Understanding what aspects of community structure influence invasibility and what invader characteristics influence invasiveness is particularly challenging because we tend to be limited by observational data. To be able to test these hypotheses, we used stochastic spatial lattice simulations of invasion in plant communities (Kinlock & Munch 2021). We invaded communities with hypothetical non-native species that had different life history traits and competitive abilities to test which characteristics of the invader species contributed most to their invasiveness. We also simulated communities with different species richnesses and interaction network structures (transitive hierarchies, reversed transitive hierarchies representing a growth versus fecundity trade-off, and intransitive loops) to test which characteristics of the resident community contributed most to its invasibility. These simulations were carried out using a parallelized C++ program that I co-wrote, ecolattice. We found that communities with more species were more resistant to invasion. Generally, communities with intransitive competition were more invasible and communities with transitive competition were more resistant to invasion. Among high-richness communities, those with reversed competitive hierarchies at different life stages were the most resistant to invasion. Structural features that promoted species coexistence in communities were generally associated with an increase in invasibility. Invasiveness was primarily driven by life history, including fecundity and dispersal abilities, and by their competitive response to the resident community (competitive effect was not influential). Importantly, we found that spatial patterns in the resident community were associated with invasion; communities with more intraspecific clustering and interspecific segregation were more invasible, both patterns that are associated with increased niche differentiation among species.

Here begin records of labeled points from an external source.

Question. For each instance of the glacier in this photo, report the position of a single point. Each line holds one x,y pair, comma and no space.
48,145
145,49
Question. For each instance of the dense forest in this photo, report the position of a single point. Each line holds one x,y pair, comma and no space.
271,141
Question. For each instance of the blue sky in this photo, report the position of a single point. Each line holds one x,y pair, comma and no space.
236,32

Figure from Kinlock & Munch (2021) in Oikos. Schematic of the simulation study design, including species richness scenarios, competition structure scenarios, and species abundances from an example simulation. Competition structure scenarios are represented using competition matrices and networks (G = growth competition, F = fecundity competition, more competitive = more negative) for five-species communities. Resident species are shown in color and the invader species in black. Individual locations for a 50 × 50 subset of the lattice are shown for the example simulation.